How Will I Pay for My College Education?
All college students should fill out the Free Application for Federal Student Aid (FAFSA). There are no age restrictions, so you might qualify for just as much financial assistance as an 18-year-old freshman.
One thing to watch out for, however, is the lifetime eligibility restrictions of certain grants, including the Pell Grant. It stops paying after six years of full-time study, so if you already have several years of college under your belt, there might be a countdown to how much longer that you’ll be eligible for it.
The silver lining is that there are still plenty of financial aid opportunities to pursue outside of FAFSA. You can talk to your employer about tuition reimbursement or sponsored training programs, or you could apply for private grants, loans and scholarships.
There’s money out there for college students, including non-traditional college students. You just have to find it.

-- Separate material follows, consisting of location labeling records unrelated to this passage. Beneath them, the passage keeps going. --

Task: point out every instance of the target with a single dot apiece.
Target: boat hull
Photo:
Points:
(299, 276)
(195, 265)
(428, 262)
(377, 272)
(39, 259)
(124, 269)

Should I Take Classes Online or On Campus?
Many adult students enroll in online degree programs. Since all of the lectures, exams and assignments are delivered virtually, there’s no need for you to live near a college campus, and you don’t have to worry about cramming classroom visits into a busy schedule. For many online programs, you can log on and access your course materials anywhere and anytime.
Another benefit of online classes is that they can curb some of the self-consciousness that you might feel as a college student in your 30s. You won’t be surrounded by teenagers all of the time.
Last but not least, online degrees are often indistinguishable from campus-based degrees. It probably won’t say on your diploma that you were an online student. You’re the only one who will know that you earned your degree in your pajamas.
Should I Enroll Full-Time or Part-Time When Going Back To College?
There are pros and cons to both full-time and part-time enrollment. If you’re full time, you’ll graduate faster. You can even join accelerated or dual degree programs to speed up your timetable. The drawback, of course, is that you may be quite busy as a full-time adult student with other responsibilities like a job or family.
If you’re part time, you can take classes at a more leisurely pace, which might be a necessity if you’re already going full throttle in life. The downside is that you’ll take longer to graduate and reap the professional benefits of a degree. You might also limit your eligibility for certain financial aid opportunities if you aren’t a full-time student.
To determine which way is right for you, figure out the exact degree that you want. Look at the number of credits that you’ll need for it, and determine the number of classes that you can comfortably take per semester.
Then, do the math. How long will it take you to graduate? What threshold do you need to meet for financial aid or special tuition rates? If the numbers are acceptable to you, you have your answer. If they aren’t, you’ll need to go back and tweak them some more.
Can I Keep My Full-Time Job While Going to College?
It’s entirely possible to work and study at the same time. Lots of students do it. According to U.S. News, more than 80 percent of online bachelor’s degree seekers are employed.
You don’t have to be an online student, either, but it’s a convenient option for working adults. Since it’s all digital, you may be able to attend classes with nothing more than a smartphone and an Internet connection. Your lecturer will never know that you’re sneaking in their lesson while the kids are asleep or during your lunch break at the office.
Getting Your College Degree Online
It isn’t easy to go back to college at 35, but it doesn’t have to be impossible. With the help of online degree programs, you can set a flexible, forgiving schedule that fits into your busy life.
You can also take advantage of your school’s educational resources to build new skills, foster more professional relationships and further your career development in a meaningful way.
There are many benefits to going back to school in your 30s. You just have to reach out to schools and get the ball rolling.